The Stick To It Award
A piece of driftwood from the shores of the Baltic Sea made the perfect icon to create an award that I gave to Sam Carter of Emily Carr University. After 36 years of teaching, he is retiring and his contributions to education and the creative community are significant.
In short, he has continued to live his life by sticking to it.
Because Sam is also very globally minded, having this wood come from another part of the world also held meaning for me. He has a great love of other cultures and materials so driftwood seemed like a perfect fit. Who knew driftwood could do all of this?

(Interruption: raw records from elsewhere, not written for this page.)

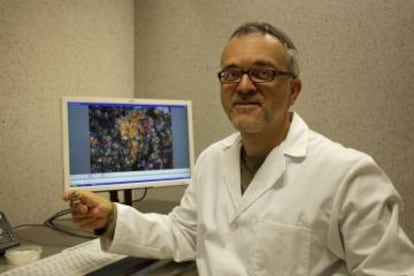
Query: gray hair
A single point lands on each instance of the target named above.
(266, 28)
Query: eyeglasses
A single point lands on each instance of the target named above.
(256, 74)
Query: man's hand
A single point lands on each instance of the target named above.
(89, 210)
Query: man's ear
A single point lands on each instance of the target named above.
(295, 88)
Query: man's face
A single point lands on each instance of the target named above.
(257, 107)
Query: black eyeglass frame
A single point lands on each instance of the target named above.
(275, 74)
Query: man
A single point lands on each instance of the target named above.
(275, 198)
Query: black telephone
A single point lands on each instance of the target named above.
(7, 237)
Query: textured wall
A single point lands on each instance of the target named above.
(357, 61)
(49, 49)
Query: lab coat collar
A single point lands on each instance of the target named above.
(272, 170)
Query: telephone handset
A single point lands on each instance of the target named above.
(7, 236)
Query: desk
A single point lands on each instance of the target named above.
(53, 242)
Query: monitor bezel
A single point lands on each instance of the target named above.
(134, 185)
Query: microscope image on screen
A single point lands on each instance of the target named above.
(130, 138)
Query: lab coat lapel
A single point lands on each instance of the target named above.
(232, 165)
(266, 177)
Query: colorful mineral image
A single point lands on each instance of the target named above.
(130, 138)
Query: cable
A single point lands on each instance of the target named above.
(142, 197)
(50, 223)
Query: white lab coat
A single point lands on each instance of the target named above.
(313, 208)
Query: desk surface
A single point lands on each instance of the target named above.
(53, 242)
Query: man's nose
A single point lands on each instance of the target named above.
(246, 84)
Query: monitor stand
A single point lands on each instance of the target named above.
(113, 195)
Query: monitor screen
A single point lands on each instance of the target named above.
(118, 143)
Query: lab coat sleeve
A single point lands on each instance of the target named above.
(366, 231)
(155, 235)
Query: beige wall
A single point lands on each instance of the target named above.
(50, 49)
(357, 61)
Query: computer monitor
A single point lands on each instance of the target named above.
(112, 144)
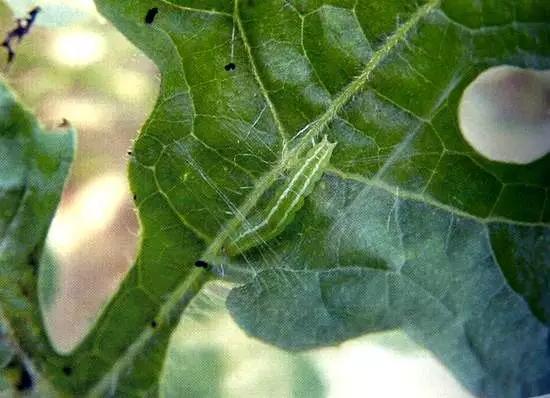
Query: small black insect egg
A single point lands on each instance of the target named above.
(230, 67)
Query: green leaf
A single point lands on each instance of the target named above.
(408, 228)
(33, 167)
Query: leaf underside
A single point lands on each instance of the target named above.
(408, 227)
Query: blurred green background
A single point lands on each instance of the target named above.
(74, 65)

[It] provides shelter and food for birds, fish and other aquatic species as it floats in the ocean. Gribbles, shipworms and bacteria decompose the wood and gradually turn it into nutrients that are reintroduced to the food web. Sometimes, the partially decomposed wood washes ashore, where it also shelters birds, plants, and other species. Driftwood can become the foundation for sand dunes."
(Wikipedia)
Douglas Coupland reflected on Sam's influence and shared that he owed him his life.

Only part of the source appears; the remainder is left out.